Now we need something for our webhook to act as a recipient. For this example I have a simple Perl CGI script that listens for the POST notification, parses the contents, and writes out Circonus-compatible XML. It doesn’t matter which language you use, as long as you can extract the necessary information and write it back out in the correct XML format (Resmon DTD).

#!/usr/bin/perl
#
# alert.cgi

use strict;

my $cgi = CGI->new;
my $template = HTML::Template->new(
  filename => 'resmon.tmpl',
  die_on_bad_params => 0
);

# check for existence of alerts from webhook POST
if ($cgi->param('alert_id')) {

  # open XML output for writing
  open (OUT, ">/path/to/alert.xml") || 
    die "unable to write to file: $!";

  # loop through alerts
  for my $alert_id ($cgi->param('alert_id')) {

    # check for valid alert id format
    if ($alert_id =~ /^d+$/) {

      # craft our XML content
      $template->param(
        last_update => time,
         alert_id => $alert_id,
         account_name => $cgi->param('account_name'),
         check_name => $cgi->param("check_name_${alert_id}"),
         metric_name => $cgi->param("metric_name_${alert_id}"),
         agent => $cgi->param("agent_${alert_id}"),
         severity => $cgi->param("severity_${alert_id}"),
         alert_url => $cgi->param("alert_url_${alert_id}"),
      );

      # only print RECOVERY if available
      if ($cgi->param("clear_time_${alert_id}")) {
        $template->param(
          clear_time => $cgi->param("clear_time_${alert_id}"),
          clear_value => $cgi->param("clear_value_${alert_id}"),
        );

      # otherwise print ALERT details
      } else {
        $template->param(
          alert_time => $cgi->param("alert_time_${alert_id}"),
          alert_value => $cgi->param("alert_value_${alert_id}"),
        );
      }
    }
  }

  print OUT $template->output;
}

close (OUT);

Here is the template file used for the XML output.

<!-- resmon.tmpl -->
<ResmonResults>
  <ResmonResult module="ALERT" service="aarp_web">
    <last_runtime_seconds>0.000238</last_runtime_seconds>
    <last_update><TMPL_VAR name="last_update"></last_update>
    <metric name="account_name" type="s">
      <TMPL_VAR name="account_name">
    </metric>
    <metric name="alert_id" type="s">
      <TMPL_VAR name="alert_id">
    </metric>
  <TMPL_IF name="alert_value">
    <metric name="message" type="s">
      <TMPL_VAR name="check_name">`<TMPL_VAR name="metric_name"> 
      alerted <TMPL_VAR name="alert_value"> from <TMPL_VAR name="agent">
      at <TMPL_VAR name="alert_time"> (sev <TMPL_VAR name="severity">)
    </metric>
  </TMPL_IF>
  <TMPL_IF name="clear_value">
    <metric name="message" type="s">
      <TMPL_VAR name="check_name">`<TMPL_VAR name="metric_name"> 
      cleared <TMPL_VAR name="clear_value"> from <TMPL_VAR name="agent"> 
      at <TMPL_VAR name="clear_time"> (sev <TMPL_VAR name="severity">)
    </metric>
  </TMPL_IF>
    <metric name="alert_url" type="s">
      <TMPL_VAR name="alert_url">
    </metric>
  </ResmonResult>
</ResmonResults>

When everything is running live, the alert.cgi script will accept webhook POST notifications from Circonus and write the alert details out to /path/to/alert.xml.

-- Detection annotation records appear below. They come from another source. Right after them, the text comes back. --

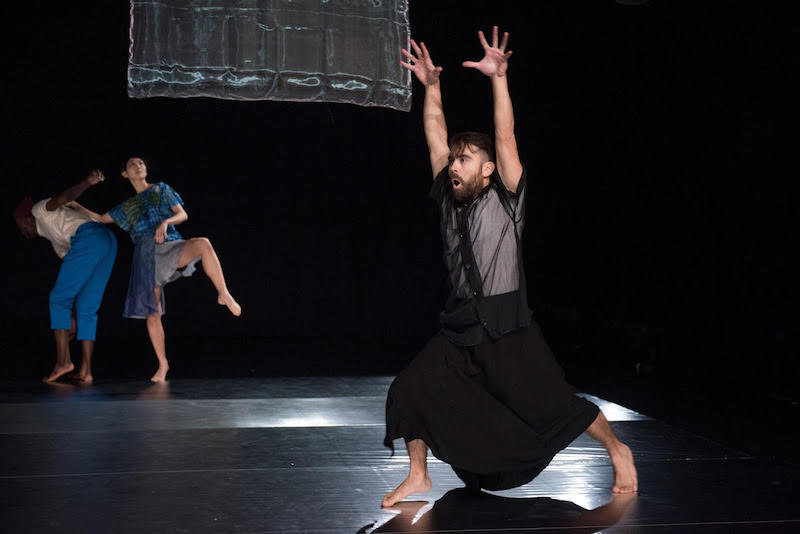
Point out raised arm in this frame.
[44,169,106,211]
[66,200,114,224]
[462,26,522,193]
[400,39,450,178]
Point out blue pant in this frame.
[50,222,117,341]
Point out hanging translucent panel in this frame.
[128,0,411,111]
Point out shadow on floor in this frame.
[357,488,636,534]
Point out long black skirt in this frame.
[384,322,598,490]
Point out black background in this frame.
[0,0,800,460]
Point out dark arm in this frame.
[45,169,105,211]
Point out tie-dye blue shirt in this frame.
[108,182,183,242]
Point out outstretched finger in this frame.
[500,32,508,52]
[419,43,431,59]
[411,39,425,57]
[478,30,489,50]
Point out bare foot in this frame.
[610,443,639,493]
[42,362,75,382]
[150,365,169,382]
[217,291,242,317]
[381,472,433,508]
[64,370,94,386]
[75,374,94,386]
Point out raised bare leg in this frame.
[381,439,432,507]
[42,329,75,382]
[586,412,639,493]
[73,339,94,386]
[147,287,169,382]
[178,237,242,317]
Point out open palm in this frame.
[462,26,511,76]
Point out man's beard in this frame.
[453,178,483,202]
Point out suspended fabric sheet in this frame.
[128,0,411,111]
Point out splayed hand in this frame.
[461,26,512,77]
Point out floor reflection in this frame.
[358,488,636,534]
[139,381,170,400]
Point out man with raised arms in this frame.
[14,169,117,384]
[382,27,637,506]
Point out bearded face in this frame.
[448,145,494,202]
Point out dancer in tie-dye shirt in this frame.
[75,157,242,382]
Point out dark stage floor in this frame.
[0,376,800,534]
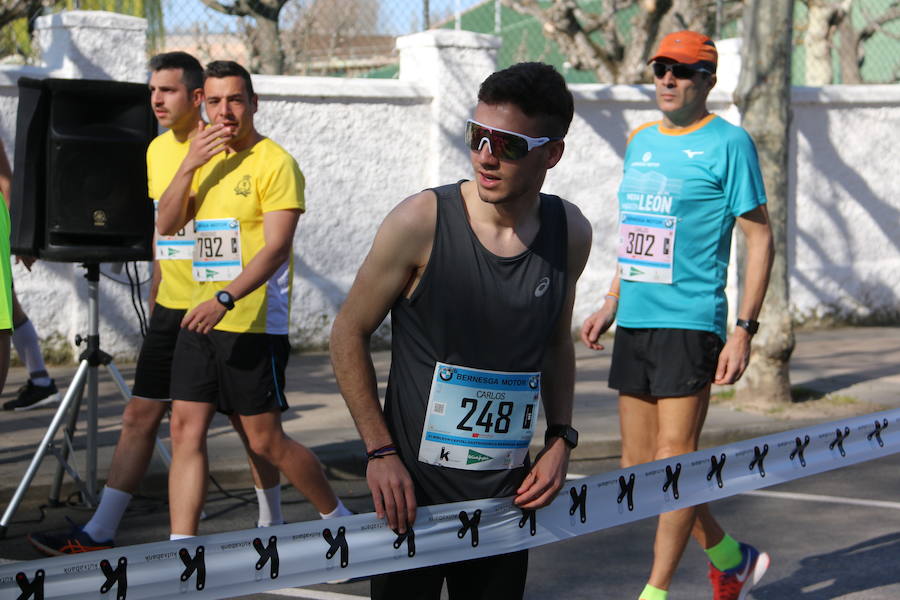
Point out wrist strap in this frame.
[366,444,397,460]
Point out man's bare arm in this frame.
[713,204,775,385]
[515,203,592,510]
[181,209,300,333]
[156,121,226,235]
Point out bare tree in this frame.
[803,0,900,86]
[501,0,742,83]
[283,0,378,73]
[734,0,794,403]
[202,0,288,75]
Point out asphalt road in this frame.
[218,455,900,600]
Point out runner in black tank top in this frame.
[385,183,568,504]
[331,63,591,600]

This file should be available over HTTP so that we can import it back into Circonus using the Resmon check. Once you’ve begun capturing this data you can add it to any graph, just like any other metric.

This might take you 30 minutes to setup the first time. But once you have it, this data can be really useful for troubleshooting or Root Cause Analysis. We plan to add native support for alert annotations within Circonus over the next few months, but this is a handy workaround to have until then.